As soon as the sun came up on Tuesday, we hauled in the anchor and continued south. We were lucky to be heading in the same direction as the tidal current for much of the day, and made good time. We reached our planned Tuesday night stop around noon, so we decided to keep moving and aim for St. Augustine. We arrived by mid-afternoon. The picture above is of Suzy enjoying her favorite pasttime — taking pictures of points of interest along the way. That’s downtown St. Augustine. You will note the various jerry cans lashed to the boat’s railing: yellow for diesel fuel; red for gasoline; light blue for potable water. We also have a spare propane tank there. These are reserves in case we run low. Not much chance of that in Florida, but they will probably come in handy in the Bahamas. Needless to say, the bow is definitely a No Smoking zone.
This is the historic Bridge of Lions in St. Augustine. Most states are building new bridges over the ICW with clearances of 60-65 feet — high enough for most sailboats to go under. In fact, the Sisters Creek drawbridge that we stopped next to on Monday night is currently being replaced. The contractor building the bridge is one that worked with me on a couple of projects at the World’s Busiest Airport, so it was like old times watching them working on the new Sisters Creek Bridge. Anyway, I doubt that the State of Florida will ever replace the Bridge of Lions. It’s too much of a landmark. The bridge opens every 30 minutes to let boats pass. In contrast to the tales we’ve heard of most bridge tenders, the guy working the Bridge of Lions when we passed was helpful and personable.

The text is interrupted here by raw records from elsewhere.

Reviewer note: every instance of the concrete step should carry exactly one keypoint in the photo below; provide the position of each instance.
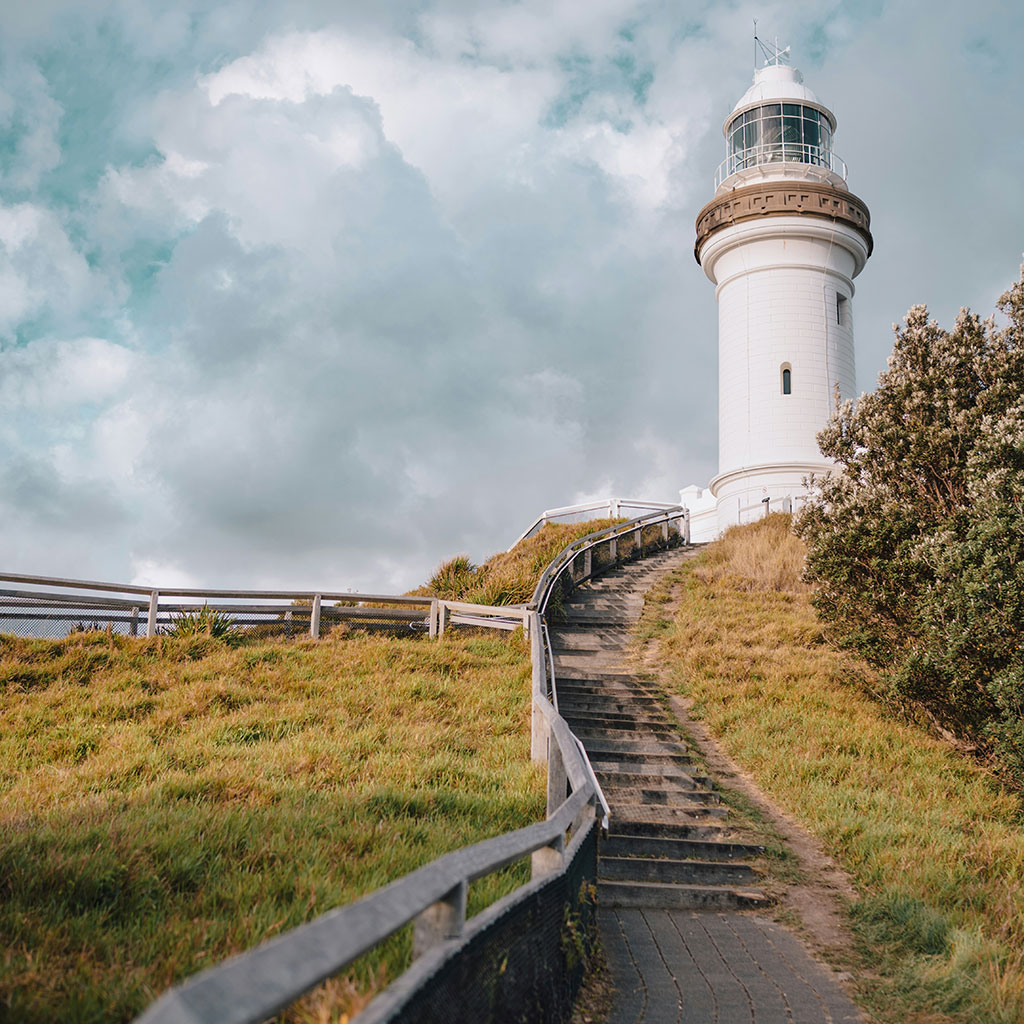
(645, 776)
(623, 760)
(623, 731)
(589, 659)
(585, 699)
(690, 897)
(677, 849)
(700, 872)
(660, 796)
(714, 832)
(632, 749)
(617, 723)
(609, 689)
(666, 813)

That brings up a point I need to make. In all of our preparations for this cruise, and of all of the people that we’ve dealt with, we have been blessed to receive generosity, patience, encouragement and helpfulness from every one. I once read a quote that went something like, “Don’t share your cruising dreams with anyone, because the folks who’ve given up on their dreams will try to sabotage yours.” Well, we’ve shared our cruising dreams with everybody, and nobody has been anything other than supportive. I was leery of telling my colleagues at work of my plans, but felt I owed it to them to give them full warning of my pending departure. Instead of booting me out the door immediately, they worked with me to reach a reasonable completion of my projects, and even expressed a desire for me to return when our cruise is completed. Other cruisers have shared their logs with us so we can get a better feel of the places we want to go. They’ve given us charts, books and helpful advise. Friends have loaned or outright given us gear and equipment. Our neighbors in St. Marys are looking after our house. Our families are supportive. The only imperative we’ve been given is, “Don’t drown.” Of course, that goes without saying. I mention all of this in order to express how deeply grateful we are for the support of our colleagues, friends and family, and to say a great big “Thank You” to them all.
So, here we sit on a pleasant afternoon, sipping wine in the cockpit — before the sun goes down and it gets cold — looking across the mooring field at St. Augustine. The wind is calm and the water is smooth. It’s been a wild ride to get here, but my perspective is finally starting to shift. It’s beginning to feel like cruising.